Der Mensch ist von Gott und für Gott erschaffen und nur in Gott wird der Mensch das Glück finden, wonach er unablässig sucht. (KKK 27) Wie der Heilige Augustinus sagt: „Du hast uns auf Dich hin geschaffen und unruhig ist unser Herz bis es ruht in Dir.“ Gott beruft jeden zur Heiligkeit d.h. zur vollkommenen Liebe und schenkt besondere Gnaden um diese zu erreichen. Jedoch hat er dazu verschiedene Straßen für den Einzelnen gewählt. Einige Menschen ruft Gott zum Ordensleben, zur Vollkommenen Hingabe an Ihn. Sie beantworten diesen Ruf, indem sie sich ganz Gott weihen und nur noch für Ihn leben.

Einige Beispiele

Gott hat die Jungfrau Maria zu Seiner Mutter, zur Gottesmutter berufen. Indem Maria diesem Ruf antwortete und ihr Fiat (ihr Ja) zu dieser Berufung gegeben hat und diesem Ja auch in schwierigen Zeiten treu blieb, wurde sie in dieser Berufung heilig. Es war ihr Weg zur Heiligkeit.

Die Berufung der Apostel: zu Simon und Andreas sagt er „Folgt mir nach, ich werde euch zu Menschenfischern machen“ (Mt 4,18-22).

Und zum Propheten Jeremias sagt er: „Noch ehe ich Dich im Mutterleib formte, habe ich Dich ausersehen, noch ehe Du aus dem Mutterschoß hervorkamst, habe ich Dich geheiligt, zum Propheten für die Völker habe ich Dich bestimmt“ (Jer 1, 5).

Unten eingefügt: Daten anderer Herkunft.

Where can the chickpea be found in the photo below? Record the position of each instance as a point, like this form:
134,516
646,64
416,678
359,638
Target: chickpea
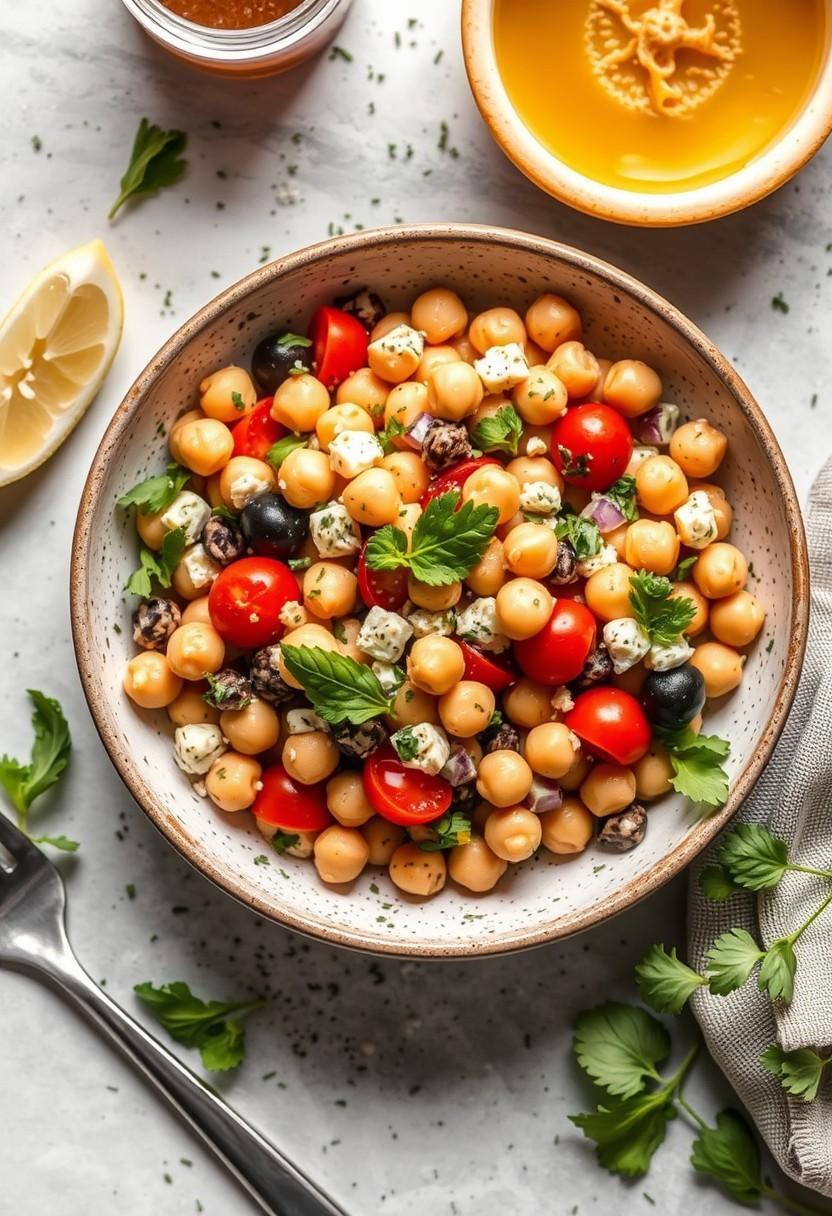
608,788
305,478
194,649
631,387
439,314
204,445
150,681
523,607
652,545
720,665
567,828
504,778
474,866
436,664
232,780
489,574
653,772
541,398
228,394
253,728
417,872
512,832
551,749
466,709
698,446
552,320
530,550
661,485
341,854
720,570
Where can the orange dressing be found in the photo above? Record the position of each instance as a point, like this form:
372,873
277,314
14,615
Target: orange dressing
658,95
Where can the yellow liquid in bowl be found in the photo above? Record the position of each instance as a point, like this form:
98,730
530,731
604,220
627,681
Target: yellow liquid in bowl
601,118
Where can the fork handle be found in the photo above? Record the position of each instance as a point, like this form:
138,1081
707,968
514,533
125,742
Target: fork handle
269,1177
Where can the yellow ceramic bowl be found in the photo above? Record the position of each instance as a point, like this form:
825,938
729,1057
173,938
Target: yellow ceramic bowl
796,145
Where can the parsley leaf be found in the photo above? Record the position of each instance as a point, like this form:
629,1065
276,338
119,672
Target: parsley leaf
445,544
339,688
203,1024
157,493
619,1046
500,432
664,981
155,162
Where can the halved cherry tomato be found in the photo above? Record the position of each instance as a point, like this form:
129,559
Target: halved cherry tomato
254,434
339,342
591,446
455,478
485,669
288,804
246,600
558,652
382,589
612,724
404,795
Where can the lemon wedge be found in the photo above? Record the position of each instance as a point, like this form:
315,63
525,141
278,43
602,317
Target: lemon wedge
56,345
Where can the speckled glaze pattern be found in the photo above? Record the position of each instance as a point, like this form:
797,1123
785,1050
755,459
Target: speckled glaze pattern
544,899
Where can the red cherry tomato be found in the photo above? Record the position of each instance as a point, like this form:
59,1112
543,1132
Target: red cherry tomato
558,652
254,434
288,804
404,795
246,600
484,669
382,589
597,444
455,478
611,722
339,343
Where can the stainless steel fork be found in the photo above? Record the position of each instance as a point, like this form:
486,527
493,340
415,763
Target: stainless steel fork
33,939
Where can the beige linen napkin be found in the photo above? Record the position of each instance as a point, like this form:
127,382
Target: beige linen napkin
793,797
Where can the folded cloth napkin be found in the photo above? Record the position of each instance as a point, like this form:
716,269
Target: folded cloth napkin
793,798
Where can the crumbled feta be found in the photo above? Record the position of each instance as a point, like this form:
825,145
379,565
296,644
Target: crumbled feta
423,747
478,624
354,451
189,512
589,566
696,521
197,746
383,635
627,642
501,367
201,569
540,497
664,658
333,530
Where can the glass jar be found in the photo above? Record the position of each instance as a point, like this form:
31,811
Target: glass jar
262,50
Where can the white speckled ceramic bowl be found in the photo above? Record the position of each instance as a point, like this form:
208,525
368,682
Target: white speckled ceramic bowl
544,899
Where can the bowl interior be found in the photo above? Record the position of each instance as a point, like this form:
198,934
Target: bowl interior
545,898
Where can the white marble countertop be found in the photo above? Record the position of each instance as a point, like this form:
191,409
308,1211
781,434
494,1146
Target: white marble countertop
405,1088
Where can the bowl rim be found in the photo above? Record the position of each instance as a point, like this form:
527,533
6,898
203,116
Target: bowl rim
796,145
352,245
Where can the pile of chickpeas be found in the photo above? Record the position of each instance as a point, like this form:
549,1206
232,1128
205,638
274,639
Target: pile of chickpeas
515,570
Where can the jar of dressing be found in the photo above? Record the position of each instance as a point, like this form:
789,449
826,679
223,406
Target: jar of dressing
288,32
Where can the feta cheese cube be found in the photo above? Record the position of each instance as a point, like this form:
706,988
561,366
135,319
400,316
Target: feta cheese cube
383,635
197,746
501,367
333,530
696,521
186,511
627,642
353,452
423,747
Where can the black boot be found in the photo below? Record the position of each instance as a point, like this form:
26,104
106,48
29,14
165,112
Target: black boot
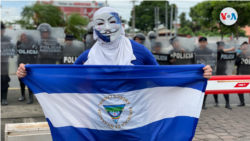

Aber was genau ist diese Berufung?

Wenn Gott jemanden zum Ordensleben beruft, dann erleuchtet er den Verstand der Person und/oder berührt ihren Willen, d.h. er geht auf die Person zu: Nicht ihr habt mich erwählt, sondern ich habe euch erwählt. (Joh, 15,16). Und er berührt Wille und Verstand der Person, d.h. Ich erkenne, dass Gott mich beruft (verstehe es) und mein Wille ist frei diese Einladung anzunehmen. Dieses Anklopfen Gottes kann die Person jetzt, aus wahrer und reiner Liebe zu Ihm (übernatürliche Gründe), beantworten, da sie den Ordensstand, als vollkommeneren Lebensstand erkennt, der sie zur größerer Heiligkeit führt, und diesen umfassen möchte. Sie sieht, dass Gott sie beruft.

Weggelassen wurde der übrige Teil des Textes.